The Politics of Crime Stories

The New Rambler

7 Pages Posted: 10 Jan 2022

See all articles by Gregory Brazeal

Gregory Brazeal

University of South Dakota Law School

Date Written: December 16, 2021

Abstract

Book review of "Unwilling Executioner: Crime Fiction and the State," by Andrew Pepper.

To what extent has popular crime fiction served to defamiliarize and critique the everyday injustices of criminal justice? "Unwilling Executioner" offers a wide-ranging global tour of the development of crime fiction over the last three centuries, with a focus on the political orientations of specific writers and works. But the book has relatively little to say about how crime fiction has responded to the changing politics and institutions of criminal justice. Instead, the book’s main interest is how various works of crime fiction express a tension between “Marxist” and “liberal” views of markets and the state.
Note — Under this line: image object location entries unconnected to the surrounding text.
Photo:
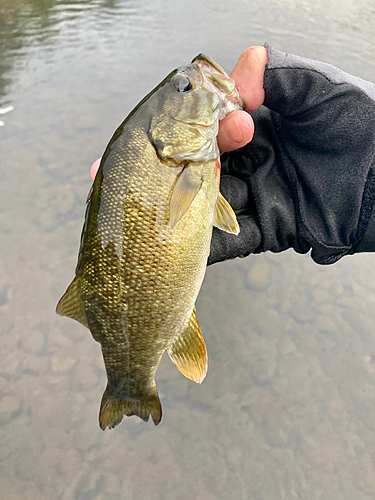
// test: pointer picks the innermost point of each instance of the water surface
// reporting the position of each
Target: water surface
(287, 409)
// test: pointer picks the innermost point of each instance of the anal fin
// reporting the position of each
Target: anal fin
(71, 304)
(189, 353)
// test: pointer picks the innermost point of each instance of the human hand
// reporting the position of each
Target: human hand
(237, 128)
(307, 179)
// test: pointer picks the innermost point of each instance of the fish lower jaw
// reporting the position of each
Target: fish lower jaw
(210, 151)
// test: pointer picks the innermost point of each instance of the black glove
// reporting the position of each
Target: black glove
(307, 179)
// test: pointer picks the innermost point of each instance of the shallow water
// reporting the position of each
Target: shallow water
(287, 409)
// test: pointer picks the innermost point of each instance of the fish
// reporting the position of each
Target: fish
(146, 237)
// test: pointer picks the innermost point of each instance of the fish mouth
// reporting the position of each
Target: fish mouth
(216, 80)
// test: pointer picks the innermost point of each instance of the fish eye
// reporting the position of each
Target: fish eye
(181, 83)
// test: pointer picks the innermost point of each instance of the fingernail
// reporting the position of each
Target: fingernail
(235, 132)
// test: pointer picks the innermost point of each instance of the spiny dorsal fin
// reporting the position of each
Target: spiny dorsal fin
(189, 353)
(185, 190)
(225, 218)
(71, 304)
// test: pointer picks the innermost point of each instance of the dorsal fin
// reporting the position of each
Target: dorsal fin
(189, 353)
(71, 304)
(225, 218)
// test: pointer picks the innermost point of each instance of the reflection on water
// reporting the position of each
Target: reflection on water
(287, 409)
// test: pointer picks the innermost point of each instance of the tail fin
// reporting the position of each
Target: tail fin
(113, 409)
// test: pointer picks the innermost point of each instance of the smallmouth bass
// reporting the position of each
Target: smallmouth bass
(146, 237)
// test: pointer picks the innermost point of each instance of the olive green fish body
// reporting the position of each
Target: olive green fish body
(145, 244)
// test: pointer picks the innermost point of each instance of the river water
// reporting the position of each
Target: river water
(288, 407)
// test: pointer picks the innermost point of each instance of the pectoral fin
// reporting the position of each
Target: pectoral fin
(225, 218)
(71, 304)
(188, 352)
(185, 190)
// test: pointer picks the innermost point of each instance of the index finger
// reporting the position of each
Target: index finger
(248, 74)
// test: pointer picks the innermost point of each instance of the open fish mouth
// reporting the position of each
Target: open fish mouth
(217, 81)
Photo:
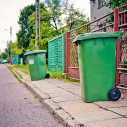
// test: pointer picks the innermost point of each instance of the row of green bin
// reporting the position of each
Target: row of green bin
(96, 65)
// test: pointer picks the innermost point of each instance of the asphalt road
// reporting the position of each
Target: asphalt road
(18, 107)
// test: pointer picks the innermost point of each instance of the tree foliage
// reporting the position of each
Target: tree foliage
(75, 18)
(25, 32)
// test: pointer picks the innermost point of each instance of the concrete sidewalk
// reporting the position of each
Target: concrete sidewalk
(63, 100)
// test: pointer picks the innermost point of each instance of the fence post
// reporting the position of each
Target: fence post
(116, 28)
(67, 52)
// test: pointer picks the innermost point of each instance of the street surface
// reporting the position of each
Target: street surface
(18, 107)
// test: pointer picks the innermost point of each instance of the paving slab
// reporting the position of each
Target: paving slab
(97, 115)
(63, 100)
(110, 104)
(119, 122)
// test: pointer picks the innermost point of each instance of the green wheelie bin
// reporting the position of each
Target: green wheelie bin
(96, 54)
(37, 64)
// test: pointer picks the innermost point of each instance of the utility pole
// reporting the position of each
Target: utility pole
(8, 49)
(11, 45)
(37, 18)
(1, 55)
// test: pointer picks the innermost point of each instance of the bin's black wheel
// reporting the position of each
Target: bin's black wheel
(47, 75)
(114, 94)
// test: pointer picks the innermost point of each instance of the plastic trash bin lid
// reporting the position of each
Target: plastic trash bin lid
(97, 35)
(34, 52)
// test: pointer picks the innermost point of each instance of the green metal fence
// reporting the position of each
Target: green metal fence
(56, 54)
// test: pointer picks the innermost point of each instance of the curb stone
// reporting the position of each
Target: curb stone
(51, 106)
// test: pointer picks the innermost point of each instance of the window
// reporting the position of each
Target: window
(101, 3)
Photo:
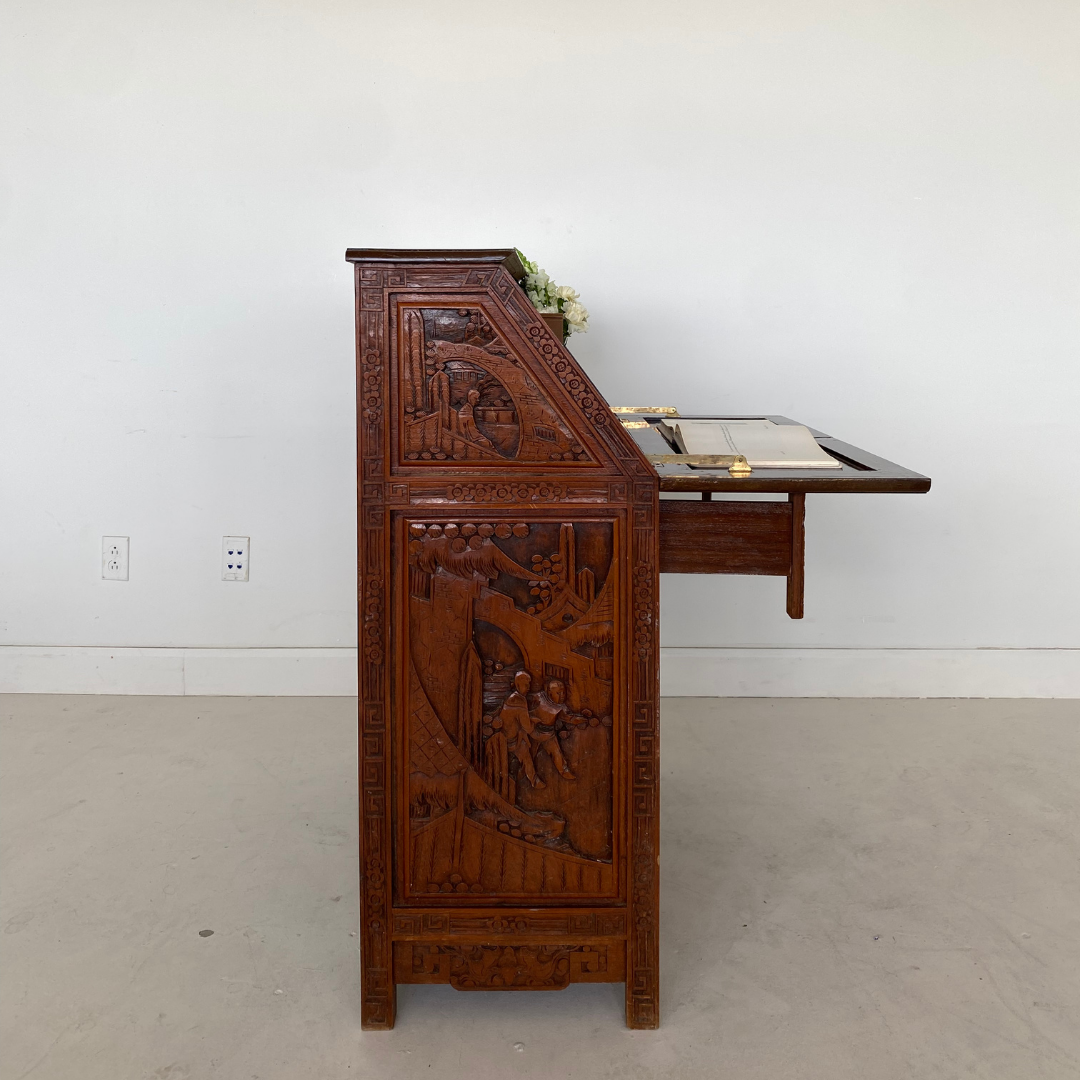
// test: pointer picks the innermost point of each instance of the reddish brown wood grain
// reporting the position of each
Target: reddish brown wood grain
(699, 537)
(508, 557)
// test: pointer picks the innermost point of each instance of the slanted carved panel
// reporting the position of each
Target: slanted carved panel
(468, 397)
(512, 709)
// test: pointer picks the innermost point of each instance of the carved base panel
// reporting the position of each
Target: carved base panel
(510, 926)
(535, 966)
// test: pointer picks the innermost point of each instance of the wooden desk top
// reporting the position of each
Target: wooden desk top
(861, 471)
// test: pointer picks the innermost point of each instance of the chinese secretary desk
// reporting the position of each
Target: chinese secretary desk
(510, 542)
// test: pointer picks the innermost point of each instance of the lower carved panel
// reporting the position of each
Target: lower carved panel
(532, 967)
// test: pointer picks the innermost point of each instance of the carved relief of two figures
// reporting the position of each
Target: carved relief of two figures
(526, 725)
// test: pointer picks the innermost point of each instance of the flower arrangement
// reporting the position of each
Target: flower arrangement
(551, 299)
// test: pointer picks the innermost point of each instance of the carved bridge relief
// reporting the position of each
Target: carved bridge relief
(510, 707)
(467, 396)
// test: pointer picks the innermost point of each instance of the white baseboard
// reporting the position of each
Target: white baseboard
(871, 673)
(199, 672)
(700, 673)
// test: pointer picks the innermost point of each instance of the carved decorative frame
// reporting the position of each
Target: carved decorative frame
(493, 944)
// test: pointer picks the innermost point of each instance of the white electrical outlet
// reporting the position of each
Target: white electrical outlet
(115, 558)
(234, 558)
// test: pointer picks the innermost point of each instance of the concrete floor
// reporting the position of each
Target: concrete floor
(851, 889)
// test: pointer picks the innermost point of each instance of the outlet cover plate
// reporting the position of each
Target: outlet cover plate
(115, 558)
(234, 552)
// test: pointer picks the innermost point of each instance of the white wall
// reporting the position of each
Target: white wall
(862, 215)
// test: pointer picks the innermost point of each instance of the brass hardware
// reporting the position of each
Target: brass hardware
(737, 462)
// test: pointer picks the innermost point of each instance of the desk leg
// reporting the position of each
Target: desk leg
(795, 578)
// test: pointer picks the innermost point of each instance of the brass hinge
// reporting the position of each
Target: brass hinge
(737, 462)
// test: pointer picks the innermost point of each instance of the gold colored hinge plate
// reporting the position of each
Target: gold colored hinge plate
(737, 462)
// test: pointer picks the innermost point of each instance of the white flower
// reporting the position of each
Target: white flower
(550, 299)
(576, 316)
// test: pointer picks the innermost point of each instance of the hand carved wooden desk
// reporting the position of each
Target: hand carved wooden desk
(510, 540)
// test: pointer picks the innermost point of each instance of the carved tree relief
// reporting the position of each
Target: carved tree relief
(467, 396)
(510, 701)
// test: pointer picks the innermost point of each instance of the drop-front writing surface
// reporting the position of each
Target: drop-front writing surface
(508, 562)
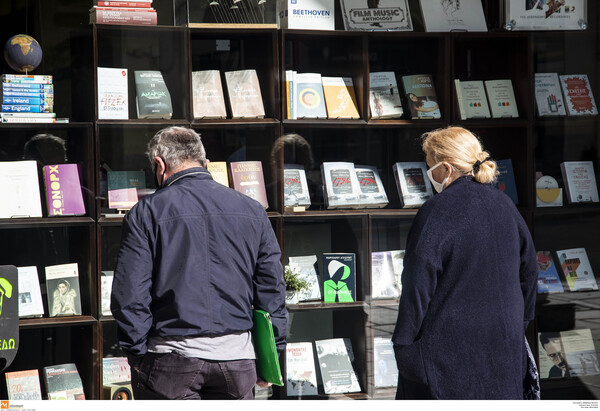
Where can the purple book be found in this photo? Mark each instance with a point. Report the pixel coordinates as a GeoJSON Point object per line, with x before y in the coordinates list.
{"type": "Point", "coordinates": [63, 190]}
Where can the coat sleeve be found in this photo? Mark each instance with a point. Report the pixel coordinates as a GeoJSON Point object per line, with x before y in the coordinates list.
{"type": "Point", "coordinates": [131, 288]}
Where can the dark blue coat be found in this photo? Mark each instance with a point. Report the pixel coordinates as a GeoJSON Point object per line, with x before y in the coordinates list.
{"type": "Point", "coordinates": [194, 258]}
{"type": "Point", "coordinates": [468, 292]}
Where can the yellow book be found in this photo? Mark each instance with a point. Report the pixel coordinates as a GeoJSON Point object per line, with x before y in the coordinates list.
{"type": "Point", "coordinates": [340, 99]}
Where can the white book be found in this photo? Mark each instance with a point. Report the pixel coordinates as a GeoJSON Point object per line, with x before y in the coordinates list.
{"type": "Point", "coordinates": [301, 376]}
{"type": "Point", "coordinates": [30, 294]}
{"type": "Point", "coordinates": [548, 95]}
{"type": "Point", "coordinates": [20, 189]}
{"type": "Point", "coordinates": [580, 181]}
{"type": "Point", "coordinates": [414, 187]}
{"type": "Point", "coordinates": [113, 102]}
{"type": "Point", "coordinates": [501, 97]}
{"type": "Point", "coordinates": [341, 185]}
{"type": "Point", "coordinates": [444, 15]}
{"type": "Point", "coordinates": [384, 96]}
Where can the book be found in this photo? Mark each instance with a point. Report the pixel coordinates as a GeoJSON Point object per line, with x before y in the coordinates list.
{"type": "Point", "coordinates": [443, 16]}
{"type": "Point", "coordinates": [248, 179]}
{"type": "Point", "coordinates": [372, 193]}
{"type": "Point", "coordinates": [295, 186]}
{"type": "Point", "coordinates": [580, 181]}
{"type": "Point", "coordinates": [340, 99]}
{"type": "Point", "coordinates": [472, 100]}
{"type": "Point", "coordinates": [309, 100]}
{"type": "Point", "coordinates": [307, 269]}
{"type": "Point", "coordinates": [580, 352]}
{"type": "Point", "coordinates": [501, 97]}
{"type": "Point", "coordinates": [207, 94]}
{"type": "Point", "coordinates": [153, 99]}
{"type": "Point", "coordinates": [384, 96]}
{"type": "Point", "coordinates": [62, 283]}
{"type": "Point", "coordinates": [339, 280]}
{"type": "Point", "coordinates": [23, 385]}
{"type": "Point", "coordinates": [577, 269]}
{"type": "Point", "coordinates": [384, 363]}
{"type": "Point", "coordinates": [30, 293]}
{"type": "Point", "coordinates": [218, 171]}
{"type": "Point", "coordinates": [63, 190]}
{"type": "Point", "coordinates": [506, 179]}
{"type": "Point", "coordinates": [113, 102]}
{"type": "Point", "coordinates": [548, 95]}
{"type": "Point", "coordinates": [337, 374]}
{"type": "Point", "coordinates": [421, 98]}
{"type": "Point", "coordinates": [414, 187]}
{"type": "Point", "coordinates": [63, 382]}
{"type": "Point", "coordinates": [301, 377]}
{"type": "Point", "coordinates": [243, 90]}
{"type": "Point", "coordinates": [20, 189]}
{"type": "Point", "coordinates": [578, 94]}
{"type": "Point", "coordinates": [548, 278]}
{"type": "Point", "coordinates": [341, 188]}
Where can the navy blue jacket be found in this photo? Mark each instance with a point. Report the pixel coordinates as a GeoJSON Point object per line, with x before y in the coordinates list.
{"type": "Point", "coordinates": [195, 257]}
{"type": "Point", "coordinates": [468, 292]}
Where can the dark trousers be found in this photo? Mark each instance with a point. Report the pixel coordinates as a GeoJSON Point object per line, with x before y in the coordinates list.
{"type": "Point", "coordinates": [175, 377]}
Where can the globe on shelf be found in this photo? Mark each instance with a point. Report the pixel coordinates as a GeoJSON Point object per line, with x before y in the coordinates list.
{"type": "Point", "coordinates": [23, 53]}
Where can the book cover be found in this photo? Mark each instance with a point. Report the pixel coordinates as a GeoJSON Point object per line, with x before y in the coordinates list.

Literary scholarship would be well-equipped to contribute to our understanding of historical differences in the ideology of crime and punishment, in part because close attention to language and literary form can reveal subtleties, contradictions, ambiguities, and conflicting ways of thinking that sometimes receive too little attention in social scientific analyses. Can comparisons of U.S. and European crime fiction shed any light on why the culture of criminal justice in the United States has tended to be harsher than in Europe? Can the global development of crime fiction help us understand the apparently universal tendency to condemn subordinated groups as “criminals”?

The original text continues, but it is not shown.